The numerous advertisements of wine tasting rooms along the way might have stolen my attention had it not been for the maze of 20mph turns twisting through the mountains like grape vines on a wire fence.
But when I finally walked into the tasting room at the brewery, there they were, locals sitting at the bar, bellies full, hardly moving or making a sound, like frogs sunning themselves on lily pads.
"A Brother David's Triple" I asked.
The server obliged with a pint glass in front of me.
Meanwhile, Sash made her way into the gift shop to inspect racks of souvenir t-shirts and tops.
The old man sitting a few stools away from me wore his Peterbuilt cap, hanging his head down towards the glass, in a brown button shirt tucked neatly into a pair of faded Wranglers. It wasn't quite what I had expected to see nursing an Imperial IPA. He seemed more like the PBR kind of guy.
"How is it?" I turned to ask to him.
He didn't move.
"How is it?" I spoke up a little more.
He turned to look at me. "Lors rurr roar. Hoo, shal mor nesh fashint nor spla!"
I had no idea what he said. It sounded kind of like a mixture of gaelic, hillbilly, and trucker, with a little garbled phlegm for effect.
"Oh", I said smiling, and nodded my head in agreement.
I learned later on that Boonville actually has its own language called, "Boontling". No shit.
A number of city dwelling folks walked in, I could tell because they wore sandals, plaid shorts, golf shirts, and Oakleys, and were giggling over something that sounded like a lesbian joke. They all crammed the bar and hailed the server. When she asked them what she could get them, all I could hear was, "Do you have a hefeweizen?"
"Hefeweizen?" I thought to myself. They came all the way up here to drink wheat beer?
Sure enough, the server served up glasses of the stuff to every one of them. Putting Oakleys, golf shirts, and lesbian jokes aside, Boonville means something different to each of us I suppose.
Sash came back to model her new purple top for me, emblazoned with the words "Anderson Valley Brewing".

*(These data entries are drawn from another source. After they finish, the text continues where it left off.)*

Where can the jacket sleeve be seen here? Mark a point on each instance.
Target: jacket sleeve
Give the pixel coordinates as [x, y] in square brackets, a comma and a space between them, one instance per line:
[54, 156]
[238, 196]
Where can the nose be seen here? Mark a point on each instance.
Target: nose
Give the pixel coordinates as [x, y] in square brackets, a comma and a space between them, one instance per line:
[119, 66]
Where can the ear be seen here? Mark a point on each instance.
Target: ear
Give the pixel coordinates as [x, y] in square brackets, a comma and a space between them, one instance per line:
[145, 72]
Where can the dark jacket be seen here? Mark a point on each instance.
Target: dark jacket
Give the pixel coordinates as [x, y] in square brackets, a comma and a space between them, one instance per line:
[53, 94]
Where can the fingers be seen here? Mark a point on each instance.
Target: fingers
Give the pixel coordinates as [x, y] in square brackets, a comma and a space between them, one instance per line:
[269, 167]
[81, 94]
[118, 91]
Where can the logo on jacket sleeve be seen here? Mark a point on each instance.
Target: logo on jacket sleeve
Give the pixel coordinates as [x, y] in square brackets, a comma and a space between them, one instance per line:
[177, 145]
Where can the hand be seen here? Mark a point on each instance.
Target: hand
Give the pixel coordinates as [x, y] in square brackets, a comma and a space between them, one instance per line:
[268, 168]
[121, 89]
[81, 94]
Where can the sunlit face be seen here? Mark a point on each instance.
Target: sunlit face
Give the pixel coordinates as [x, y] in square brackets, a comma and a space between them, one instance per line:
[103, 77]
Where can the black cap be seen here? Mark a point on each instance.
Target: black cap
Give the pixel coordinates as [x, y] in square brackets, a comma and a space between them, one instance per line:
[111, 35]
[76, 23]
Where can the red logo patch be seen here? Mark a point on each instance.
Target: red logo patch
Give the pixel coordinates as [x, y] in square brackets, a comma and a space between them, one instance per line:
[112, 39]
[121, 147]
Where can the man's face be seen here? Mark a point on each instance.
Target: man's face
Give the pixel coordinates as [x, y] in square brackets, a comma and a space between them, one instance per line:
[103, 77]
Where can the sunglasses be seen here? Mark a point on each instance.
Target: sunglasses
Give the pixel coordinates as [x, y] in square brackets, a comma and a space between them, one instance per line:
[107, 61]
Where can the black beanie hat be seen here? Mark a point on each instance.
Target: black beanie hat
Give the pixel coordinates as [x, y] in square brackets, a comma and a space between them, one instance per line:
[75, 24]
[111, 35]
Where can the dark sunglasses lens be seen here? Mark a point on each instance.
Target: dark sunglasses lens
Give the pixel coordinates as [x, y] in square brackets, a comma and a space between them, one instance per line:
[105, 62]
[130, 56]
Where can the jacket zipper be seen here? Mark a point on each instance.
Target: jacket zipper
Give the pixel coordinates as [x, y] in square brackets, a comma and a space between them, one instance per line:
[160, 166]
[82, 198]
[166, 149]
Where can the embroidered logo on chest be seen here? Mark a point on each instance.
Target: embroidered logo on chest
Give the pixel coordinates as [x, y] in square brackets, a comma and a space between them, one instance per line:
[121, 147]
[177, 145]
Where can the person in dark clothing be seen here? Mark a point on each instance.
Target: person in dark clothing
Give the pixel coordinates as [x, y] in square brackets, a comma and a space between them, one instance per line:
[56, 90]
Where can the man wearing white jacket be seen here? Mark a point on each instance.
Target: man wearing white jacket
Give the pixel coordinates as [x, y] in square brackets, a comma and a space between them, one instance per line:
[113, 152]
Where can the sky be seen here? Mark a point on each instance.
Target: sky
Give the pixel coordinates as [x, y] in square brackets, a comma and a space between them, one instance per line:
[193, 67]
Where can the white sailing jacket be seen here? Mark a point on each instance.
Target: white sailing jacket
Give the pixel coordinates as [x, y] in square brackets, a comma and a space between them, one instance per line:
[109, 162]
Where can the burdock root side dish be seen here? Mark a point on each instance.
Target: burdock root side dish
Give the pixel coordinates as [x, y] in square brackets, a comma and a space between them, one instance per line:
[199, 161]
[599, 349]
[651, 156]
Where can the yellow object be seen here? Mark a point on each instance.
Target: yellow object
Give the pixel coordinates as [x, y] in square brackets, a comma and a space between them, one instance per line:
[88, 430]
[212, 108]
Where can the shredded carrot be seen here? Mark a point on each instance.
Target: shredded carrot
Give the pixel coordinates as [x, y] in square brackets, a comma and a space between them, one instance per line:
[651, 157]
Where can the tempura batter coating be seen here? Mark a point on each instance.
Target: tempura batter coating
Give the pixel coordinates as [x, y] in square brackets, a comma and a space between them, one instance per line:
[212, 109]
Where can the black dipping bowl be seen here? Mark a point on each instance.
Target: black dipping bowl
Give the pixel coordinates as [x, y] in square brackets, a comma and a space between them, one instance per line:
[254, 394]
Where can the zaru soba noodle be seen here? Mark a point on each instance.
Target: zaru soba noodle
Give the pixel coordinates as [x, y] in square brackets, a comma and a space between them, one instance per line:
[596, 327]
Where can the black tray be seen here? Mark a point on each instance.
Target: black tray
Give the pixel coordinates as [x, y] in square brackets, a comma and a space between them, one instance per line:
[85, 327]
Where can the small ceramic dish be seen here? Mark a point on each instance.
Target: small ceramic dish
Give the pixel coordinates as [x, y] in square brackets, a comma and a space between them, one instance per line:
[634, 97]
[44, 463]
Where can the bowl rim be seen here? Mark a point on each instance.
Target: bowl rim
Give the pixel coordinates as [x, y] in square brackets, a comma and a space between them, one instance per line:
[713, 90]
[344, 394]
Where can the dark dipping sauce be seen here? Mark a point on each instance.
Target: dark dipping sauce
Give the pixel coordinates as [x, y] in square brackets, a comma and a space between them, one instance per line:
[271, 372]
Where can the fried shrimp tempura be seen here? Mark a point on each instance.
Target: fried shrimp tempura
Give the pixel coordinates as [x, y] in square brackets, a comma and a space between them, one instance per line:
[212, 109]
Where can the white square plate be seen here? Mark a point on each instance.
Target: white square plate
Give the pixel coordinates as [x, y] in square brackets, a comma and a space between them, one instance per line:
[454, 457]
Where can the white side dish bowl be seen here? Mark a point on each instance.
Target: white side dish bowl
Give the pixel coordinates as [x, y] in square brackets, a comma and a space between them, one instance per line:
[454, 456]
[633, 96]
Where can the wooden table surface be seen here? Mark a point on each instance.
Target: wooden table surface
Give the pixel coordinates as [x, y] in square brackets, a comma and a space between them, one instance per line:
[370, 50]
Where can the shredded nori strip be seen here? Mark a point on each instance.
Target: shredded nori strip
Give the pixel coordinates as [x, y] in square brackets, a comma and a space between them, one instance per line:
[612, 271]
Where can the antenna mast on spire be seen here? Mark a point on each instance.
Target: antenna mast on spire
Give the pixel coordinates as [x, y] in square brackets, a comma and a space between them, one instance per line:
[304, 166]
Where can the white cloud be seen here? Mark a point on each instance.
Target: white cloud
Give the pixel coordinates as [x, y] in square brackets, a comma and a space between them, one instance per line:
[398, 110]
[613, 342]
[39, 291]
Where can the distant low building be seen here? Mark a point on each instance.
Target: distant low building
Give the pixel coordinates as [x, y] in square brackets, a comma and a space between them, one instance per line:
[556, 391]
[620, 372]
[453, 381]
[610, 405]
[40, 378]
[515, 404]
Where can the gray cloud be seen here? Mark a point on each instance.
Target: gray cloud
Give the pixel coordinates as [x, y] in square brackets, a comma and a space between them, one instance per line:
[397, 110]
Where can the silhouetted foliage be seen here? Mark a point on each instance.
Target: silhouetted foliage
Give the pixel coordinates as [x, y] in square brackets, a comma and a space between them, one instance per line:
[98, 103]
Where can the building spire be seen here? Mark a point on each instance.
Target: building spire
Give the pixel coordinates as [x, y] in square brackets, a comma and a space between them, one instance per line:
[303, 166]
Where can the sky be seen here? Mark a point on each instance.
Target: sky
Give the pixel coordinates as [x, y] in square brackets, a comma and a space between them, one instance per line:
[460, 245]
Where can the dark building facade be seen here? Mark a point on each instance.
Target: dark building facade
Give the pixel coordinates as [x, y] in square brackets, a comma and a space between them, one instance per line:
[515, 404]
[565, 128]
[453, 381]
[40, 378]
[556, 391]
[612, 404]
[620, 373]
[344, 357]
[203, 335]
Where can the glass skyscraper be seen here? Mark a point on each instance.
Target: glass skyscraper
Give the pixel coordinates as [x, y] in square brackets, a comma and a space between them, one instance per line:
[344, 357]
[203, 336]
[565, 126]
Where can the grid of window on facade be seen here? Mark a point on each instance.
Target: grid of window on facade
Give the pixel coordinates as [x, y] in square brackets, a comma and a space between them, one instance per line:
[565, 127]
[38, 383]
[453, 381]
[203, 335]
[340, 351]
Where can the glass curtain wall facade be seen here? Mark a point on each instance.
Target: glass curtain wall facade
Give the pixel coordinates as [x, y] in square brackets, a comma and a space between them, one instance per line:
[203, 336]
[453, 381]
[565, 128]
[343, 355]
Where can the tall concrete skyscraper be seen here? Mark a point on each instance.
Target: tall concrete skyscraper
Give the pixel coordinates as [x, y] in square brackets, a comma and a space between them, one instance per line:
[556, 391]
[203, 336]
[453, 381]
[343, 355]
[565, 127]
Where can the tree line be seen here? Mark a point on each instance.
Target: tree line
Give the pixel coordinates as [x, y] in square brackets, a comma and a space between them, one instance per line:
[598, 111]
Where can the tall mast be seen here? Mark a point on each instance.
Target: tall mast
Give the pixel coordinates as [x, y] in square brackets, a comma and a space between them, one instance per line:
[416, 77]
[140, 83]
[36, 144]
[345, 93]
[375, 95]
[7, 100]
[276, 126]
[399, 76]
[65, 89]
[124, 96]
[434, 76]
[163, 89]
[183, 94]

"It looks like nice on you", I said.
I thought about picking out a souvenir set of duds for myself too, but couldn't find anything that reflected my feelings of this town.
A place like Boonville, with no more than a 1,000 people, would certainly be just as well off with a tavern serving watered-down lagers and cheese sauce nachos, at least I would think. But why settle with 3.2 beer when they're pouring 10.0 stuff over here? With its own language, its own brewery, and its own slow paced, "we'll get there when we get there" kind of living creates a certain spirituality that'll fly right through you if don't know what to look for.
Lost in the translation of Boonville, to the handful of us who learn of its location, is the essence of the oaks, firs, songbirds, and 1963 Ford pickups. The incomprehensible old frogs on lily pads who lose themselves in thick malty, double fermented ales is part of the ingredient that goes back into delicate brewing process, swallowed, pissed out, and reprocessed all over again, each time adding a tiny bit more to the flavor.
One doesn't just ride through the mountains to get to this place just to pass through with little more than a memory or a photograph. Time moves too slow here, and most of us don't bother to wind down enough to capture the elements that make the Anderson Valley what it is.